Sex-affirming or sex-rejecting?
And so we come to the primary message: we know what is rejecting of who you are, and what is affirming. As usual in our current western culture, this comes in part from assuming biological reductionism: we will take one aspect of biology, and decide that this is the primary layer to identify you. And on top of this, that the biology is fixed in place. But even putting these assumptions aside, there is an imposition of society’s subjective truth on the individual’s. All of the hurt, confusion, and aggravation that comes out of the mismatch between the person’s sense of self and impositions of systems around them become attributed solely to the individual.
Attributed as pathology. According to reporting by The New York Times, the HHS report “prioritized the role of psychotherapy, an intervention that is also supported by little evidence, but that the authors argued had fewer risks.” (NYT, 12/18/25). In the current system, psychotherapy here falls under the diagnosis “gender dysphoria.” While the diagnostic manual tries its best to emphasize that the gender belief itself is not considered delusional, it’s hard to reconcile this attempt at respect with the simple fact of individual diagnosis. As with all diagnoses, the manual is saying, ‘It’s your dysfunction, deal with it.’
It’s like getting short-changed on your paycheck, because HR has you down for the wrong job code. And you go to your manager or HR, angry and worried about the problem and your ability to pay your bills. And you are sent to psychotherapy.
Summary
This has been a challenging post to write. I think that’s because it is hard to walk back and forth across the line of subjectivity and objectivity.
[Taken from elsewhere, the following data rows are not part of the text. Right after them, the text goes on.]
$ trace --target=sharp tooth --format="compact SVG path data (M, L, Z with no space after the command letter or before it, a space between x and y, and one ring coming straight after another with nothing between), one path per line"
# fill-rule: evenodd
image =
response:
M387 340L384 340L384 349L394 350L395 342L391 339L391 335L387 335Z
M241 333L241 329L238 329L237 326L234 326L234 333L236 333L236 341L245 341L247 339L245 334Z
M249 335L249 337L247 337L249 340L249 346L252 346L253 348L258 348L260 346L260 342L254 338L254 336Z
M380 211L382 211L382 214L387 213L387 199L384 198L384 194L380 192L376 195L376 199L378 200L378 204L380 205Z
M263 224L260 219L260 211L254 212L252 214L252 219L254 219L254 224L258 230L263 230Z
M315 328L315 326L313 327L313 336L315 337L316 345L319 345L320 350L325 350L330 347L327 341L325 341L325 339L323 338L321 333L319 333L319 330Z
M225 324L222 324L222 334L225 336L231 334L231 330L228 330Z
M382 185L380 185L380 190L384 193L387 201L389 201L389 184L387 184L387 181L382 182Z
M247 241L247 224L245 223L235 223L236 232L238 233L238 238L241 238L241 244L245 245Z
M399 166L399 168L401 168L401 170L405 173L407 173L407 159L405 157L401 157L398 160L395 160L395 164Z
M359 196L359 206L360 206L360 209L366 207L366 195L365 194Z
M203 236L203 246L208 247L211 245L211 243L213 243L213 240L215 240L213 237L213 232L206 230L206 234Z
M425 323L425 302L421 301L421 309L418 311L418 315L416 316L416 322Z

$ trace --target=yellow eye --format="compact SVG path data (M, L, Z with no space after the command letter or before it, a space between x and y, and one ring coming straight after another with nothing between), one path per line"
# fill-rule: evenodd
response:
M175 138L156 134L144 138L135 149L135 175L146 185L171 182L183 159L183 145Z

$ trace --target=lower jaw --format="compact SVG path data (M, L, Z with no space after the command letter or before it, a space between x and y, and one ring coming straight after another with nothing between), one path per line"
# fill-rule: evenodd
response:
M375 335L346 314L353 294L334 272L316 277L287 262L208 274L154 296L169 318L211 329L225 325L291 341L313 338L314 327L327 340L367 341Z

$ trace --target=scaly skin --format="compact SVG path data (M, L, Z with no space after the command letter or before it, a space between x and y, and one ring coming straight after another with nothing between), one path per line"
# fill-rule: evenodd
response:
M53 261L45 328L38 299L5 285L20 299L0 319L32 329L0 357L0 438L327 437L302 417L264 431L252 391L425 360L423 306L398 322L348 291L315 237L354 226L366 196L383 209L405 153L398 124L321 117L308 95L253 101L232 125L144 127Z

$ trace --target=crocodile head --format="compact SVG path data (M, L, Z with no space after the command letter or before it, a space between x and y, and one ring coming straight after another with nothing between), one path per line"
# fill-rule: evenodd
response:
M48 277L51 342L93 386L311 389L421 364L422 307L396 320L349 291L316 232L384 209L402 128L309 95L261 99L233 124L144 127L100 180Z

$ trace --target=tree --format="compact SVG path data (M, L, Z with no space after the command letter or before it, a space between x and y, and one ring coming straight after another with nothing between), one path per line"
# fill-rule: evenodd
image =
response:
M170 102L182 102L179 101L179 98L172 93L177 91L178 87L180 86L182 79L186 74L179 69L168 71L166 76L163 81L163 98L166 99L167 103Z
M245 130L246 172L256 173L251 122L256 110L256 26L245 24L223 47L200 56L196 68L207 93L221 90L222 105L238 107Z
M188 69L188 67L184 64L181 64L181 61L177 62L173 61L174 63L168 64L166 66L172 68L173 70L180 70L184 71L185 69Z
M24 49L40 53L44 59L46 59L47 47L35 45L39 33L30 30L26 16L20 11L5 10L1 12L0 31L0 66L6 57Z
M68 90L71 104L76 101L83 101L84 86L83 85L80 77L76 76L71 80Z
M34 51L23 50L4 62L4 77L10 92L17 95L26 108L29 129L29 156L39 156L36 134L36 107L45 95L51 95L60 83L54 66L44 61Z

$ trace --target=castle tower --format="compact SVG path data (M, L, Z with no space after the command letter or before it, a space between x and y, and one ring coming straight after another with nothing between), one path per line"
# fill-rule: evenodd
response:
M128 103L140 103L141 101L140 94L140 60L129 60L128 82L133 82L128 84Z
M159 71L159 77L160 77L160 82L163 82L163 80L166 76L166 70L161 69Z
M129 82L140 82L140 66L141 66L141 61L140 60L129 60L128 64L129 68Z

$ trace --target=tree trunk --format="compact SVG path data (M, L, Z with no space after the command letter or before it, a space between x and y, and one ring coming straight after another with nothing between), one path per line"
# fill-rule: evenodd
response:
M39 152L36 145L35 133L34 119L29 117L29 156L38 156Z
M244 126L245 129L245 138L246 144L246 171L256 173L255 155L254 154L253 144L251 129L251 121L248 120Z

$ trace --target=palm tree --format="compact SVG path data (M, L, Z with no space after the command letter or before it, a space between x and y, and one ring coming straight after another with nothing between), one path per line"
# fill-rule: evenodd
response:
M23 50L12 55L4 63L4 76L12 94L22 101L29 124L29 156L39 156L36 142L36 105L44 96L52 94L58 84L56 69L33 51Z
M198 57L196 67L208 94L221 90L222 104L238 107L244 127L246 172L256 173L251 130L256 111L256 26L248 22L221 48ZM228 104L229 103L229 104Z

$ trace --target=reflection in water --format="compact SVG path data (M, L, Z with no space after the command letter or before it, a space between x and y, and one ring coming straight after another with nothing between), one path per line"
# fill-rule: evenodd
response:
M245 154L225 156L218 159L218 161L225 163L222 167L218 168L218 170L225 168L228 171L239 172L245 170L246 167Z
We need both. I don’t want anyone to read that I don’t think objectivity is important. It is an essential aim. But also, one that is always out of our grasp. The universe, including our corner of it, is consistently more complex than we think it is. Listening to others’ subjectivity helps me stay humble to this fact.
But most importantly, listening and valuing the subjective truth of others’ lives helps us work with them instead of against them. We don’t have to agree with them objectively. But honoring their subjective experience helps us recognize that we don’t have all the answers and that through caring about others, we make our communities better.
Post-script
You may have spent this entire post shouting at your screen: but what if the person is lying? Well, that depends. People lie for motivated reasons (to save face, for gain, attention, evasion, mischief/pleasure, etc.), usually external. Sometimes, there are clear reasons for the person to lie. Usually, when people step into major socially controversial or pathologized actions, overall external motivation points very much the other way. People lie the other way (e.g., I’m not trans), out of fear. The motivation to describe oneself publicly as trans is, instead, internal. And internally, we very quickly get into deep, subjective waters.